# 17. Divergence, Curl and Potentials

## g. Vector Potentials

Given a vector field \(\vec F\), a vector potential for \(\vec F\) is any vector field \(\vec A\) whose curl is \(\vec F\): \[ \vec\nabla\times\vec A=\vec F \]

## 1. Finding Vector Potentials

It is quite difficult to find a vector potential by inspection. So we will need to do some work. However, most problems only ask us to find "a" vector potential, not "all" vector potentials. We can use this to simplify the process of finding the vector potential.

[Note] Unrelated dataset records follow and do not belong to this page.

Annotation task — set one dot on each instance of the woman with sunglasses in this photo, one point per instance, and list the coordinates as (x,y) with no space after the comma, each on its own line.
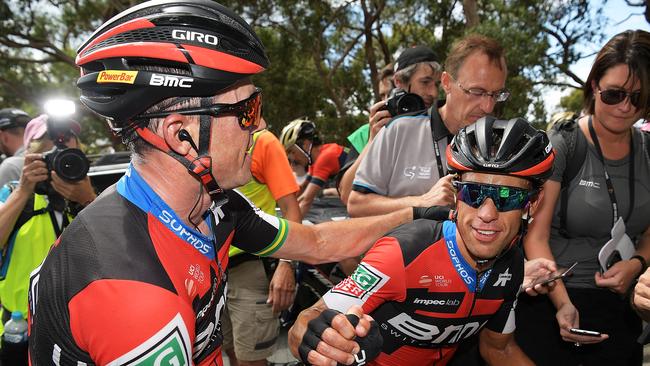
(431,286)
(611,185)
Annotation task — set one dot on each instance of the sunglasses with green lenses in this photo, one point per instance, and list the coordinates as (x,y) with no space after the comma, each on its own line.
(505,198)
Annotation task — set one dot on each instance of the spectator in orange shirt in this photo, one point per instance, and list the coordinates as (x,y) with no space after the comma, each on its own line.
(304,148)
(250,323)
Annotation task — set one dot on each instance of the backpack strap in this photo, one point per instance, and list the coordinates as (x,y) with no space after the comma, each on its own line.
(576,142)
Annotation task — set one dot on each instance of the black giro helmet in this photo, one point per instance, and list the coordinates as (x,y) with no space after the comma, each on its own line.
(13,117)
(298,129)
(510,147)
(212,46)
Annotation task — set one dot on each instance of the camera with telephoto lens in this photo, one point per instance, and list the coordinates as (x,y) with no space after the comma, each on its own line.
(401,102)
(69,164)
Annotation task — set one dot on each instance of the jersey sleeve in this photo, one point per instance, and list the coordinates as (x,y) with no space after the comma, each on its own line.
(375,281)
(271,166)
(255,231)
(377,166)
(144,319)
(561,151)
(327,164)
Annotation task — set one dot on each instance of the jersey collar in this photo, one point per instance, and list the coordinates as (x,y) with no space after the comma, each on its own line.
(136,190)
(464,269)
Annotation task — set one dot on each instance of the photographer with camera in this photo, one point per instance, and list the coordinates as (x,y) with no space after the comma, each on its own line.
(405,164)
(412,86)
(53,187)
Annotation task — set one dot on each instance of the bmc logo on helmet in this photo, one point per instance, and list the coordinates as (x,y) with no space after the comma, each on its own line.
(117,76)
(195,36)
(170,81)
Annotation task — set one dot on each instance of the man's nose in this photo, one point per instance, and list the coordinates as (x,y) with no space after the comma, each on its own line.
(488,212)
(487,103)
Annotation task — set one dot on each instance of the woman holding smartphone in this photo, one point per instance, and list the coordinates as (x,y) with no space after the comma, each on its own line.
(612,183)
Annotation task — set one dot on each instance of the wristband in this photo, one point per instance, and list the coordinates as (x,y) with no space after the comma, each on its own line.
(644,264)
(437,213)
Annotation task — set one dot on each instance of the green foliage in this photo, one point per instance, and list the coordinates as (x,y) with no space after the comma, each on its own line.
(325,55)
(573,101)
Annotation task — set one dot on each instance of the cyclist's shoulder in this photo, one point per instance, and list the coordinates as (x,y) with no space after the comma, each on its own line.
(416,236)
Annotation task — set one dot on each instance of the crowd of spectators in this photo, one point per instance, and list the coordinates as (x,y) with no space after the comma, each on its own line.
(407,158)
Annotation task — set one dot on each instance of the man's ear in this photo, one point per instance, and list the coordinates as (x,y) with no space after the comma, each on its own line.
(397,83)
(445,81)
(533,205)
(171,126)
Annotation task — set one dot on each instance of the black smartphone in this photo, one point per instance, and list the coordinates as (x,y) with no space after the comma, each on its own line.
(590,333)
(613,258)
(560,273)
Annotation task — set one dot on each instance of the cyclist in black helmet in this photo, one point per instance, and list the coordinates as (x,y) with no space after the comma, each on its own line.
(430,285)
(138,277)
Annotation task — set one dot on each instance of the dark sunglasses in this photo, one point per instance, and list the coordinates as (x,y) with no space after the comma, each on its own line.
(615,96)
(505,198)
(248,111)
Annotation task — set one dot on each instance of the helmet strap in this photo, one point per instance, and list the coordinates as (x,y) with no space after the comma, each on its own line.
(307,154)
(199,166)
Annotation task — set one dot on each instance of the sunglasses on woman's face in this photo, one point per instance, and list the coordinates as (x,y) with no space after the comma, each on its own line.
(248,111)
(615,96)
(505,198)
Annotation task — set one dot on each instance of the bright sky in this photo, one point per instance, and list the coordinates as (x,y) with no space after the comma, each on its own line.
(616,11)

Find a vector potential for \(\vec F=\left\langle -x-y,2z,z-y\right\rangle\).

We need to find a vector field \(\vec A\) satisfying \(\vec\nabla\times\vec A=\vec F\). For a general vector field \(\vec A\), the curl is \[\begin{aligned} \vec\nabla\times\vec A &=\begin{vmatrix} \hat\imath & \hat\jmath & \hat k \\ \partial_x & \partial_y & \partial_z \\ A_1 & A_2 & A_3 \end{vmatrix} \\ &=\left\langle \partial_y A_3-\partial_z A_2,\partial_z A_1-\partial_x A_3, \partial_x A_2-\partial_y A_1 \right\rangle \end{aligned}\] So we need to solve the equations \[\begin{aligned} \partial_y A_3-\partial_z A_2&=F_1=-x-y\quad&&\text{(1)} \\ \partial_z A_1-\partial_x A_3&=F_2=2z\quad&&\text{(2)} \\ \partial_x A_2-\partial_y A_1&=F_3=z-y\quad&&\text{(3)} \end{aligned}\] for \(A_1\), \(A_2\) and \(A_3\).

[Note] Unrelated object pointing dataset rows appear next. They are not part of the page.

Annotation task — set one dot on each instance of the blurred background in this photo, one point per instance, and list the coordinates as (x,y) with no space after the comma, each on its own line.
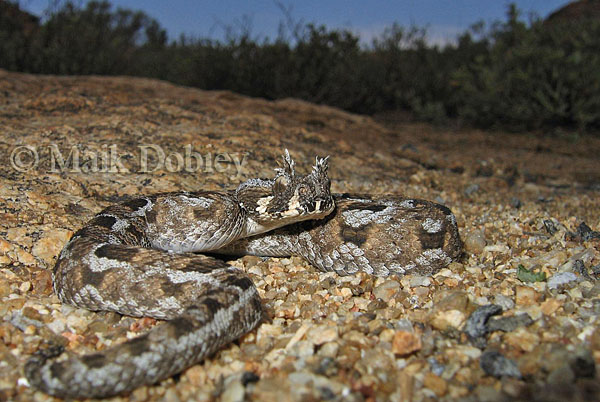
(526,65)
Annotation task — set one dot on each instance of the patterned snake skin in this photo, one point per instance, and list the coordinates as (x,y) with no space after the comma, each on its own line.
(137,258)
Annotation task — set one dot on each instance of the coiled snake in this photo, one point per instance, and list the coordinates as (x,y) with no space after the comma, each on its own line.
(138,258)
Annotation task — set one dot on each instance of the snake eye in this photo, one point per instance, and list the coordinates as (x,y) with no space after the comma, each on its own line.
(303,191)
(281,184)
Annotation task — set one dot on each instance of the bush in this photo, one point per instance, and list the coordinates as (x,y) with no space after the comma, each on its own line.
(515,75)
(534,77)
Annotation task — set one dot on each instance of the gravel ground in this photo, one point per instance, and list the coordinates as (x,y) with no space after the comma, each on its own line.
(516,318)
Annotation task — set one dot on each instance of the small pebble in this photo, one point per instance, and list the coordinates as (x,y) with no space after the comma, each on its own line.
(496,365)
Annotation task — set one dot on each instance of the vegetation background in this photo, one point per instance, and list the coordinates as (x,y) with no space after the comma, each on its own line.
(512,74)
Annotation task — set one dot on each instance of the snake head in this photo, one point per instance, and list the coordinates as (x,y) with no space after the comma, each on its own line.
(289,197)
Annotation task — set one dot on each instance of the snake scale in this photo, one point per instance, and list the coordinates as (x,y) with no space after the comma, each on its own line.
(138,258)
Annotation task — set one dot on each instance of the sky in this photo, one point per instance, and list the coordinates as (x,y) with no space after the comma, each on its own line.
(367,18)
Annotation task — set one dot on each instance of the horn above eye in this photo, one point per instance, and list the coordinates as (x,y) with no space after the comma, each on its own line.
(281,184)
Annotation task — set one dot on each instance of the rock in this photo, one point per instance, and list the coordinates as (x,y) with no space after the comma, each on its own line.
(436,384)
(446,319)
(475,242)
(405,343)
(526,296)
(504,301)
(49,246)
(561,375)
(322,334)
(496,365)
(476,327)
(522,339)
(561,279)
(549,306)
(508,324)
(386,290)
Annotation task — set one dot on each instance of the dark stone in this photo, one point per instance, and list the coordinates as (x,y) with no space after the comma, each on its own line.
(508,324)
(586,233)
(249,377)
(495,364)
(95,360)
(136,204)
(476,326)
(104,221)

Since we only want *some* vector potential, and not *all*
vector potentials, we can make assumptions about the solution and see if
they work. It turns out that it is always possible to find a vector
potential with \(A_3=0\). (Or any one component is \(0\). This will be
justified at the bottom of this page.) So the equations reduce to
\[\begin{aligned}
-\partial_z A_2&=-x-y\quad&&\text{(1)} \\
\partial_z A_1&=2z\quad&&\text{(2)} \\
\partial_x A_2-\partial_y A_1&=z-y\quad&&\text{(3)}
\end{aligned}\]
We solve these successively.

- Equation (1) says \(\partial_z A_2=x+y\). So \[ A_2=xz+yz+f(x,y) \] where the "constant" of integration, \(f(x,y)\), can be a function of \(x\) and \(y\) because we took the \(z\)-antiderivative.
- Equation (2) says \(\partial_z A_1=2z\). So \[ A_1=z^2+g(x,y) \] where the "constant" of integration, \(g(x,y)\), can again be a function of \(x\) and \(y\).
- Using what we know about \(A_1\) and \(A_2\), equation (3) becomes \[\begin{aligned} \partial_x A_2-\partial_y A_1&=z-y \\ (z+\partial_x f)-(\partial_y g)&=z-y \end{aligned}\] or \[ \partial_x f-\partial_y g=-y \] which we need to solve for \(f\) and \(g\). Since we are only looking for one solution, we can pick \(g=0\) and solve for \[ f=-xy \]
- Reassembling the solution, we find the vector potential is \[ \vec A=\left\langle A_1,A_2,A_3\right\rangle =\left\langle z^2,xz+yz-xy,0\right\rangle \]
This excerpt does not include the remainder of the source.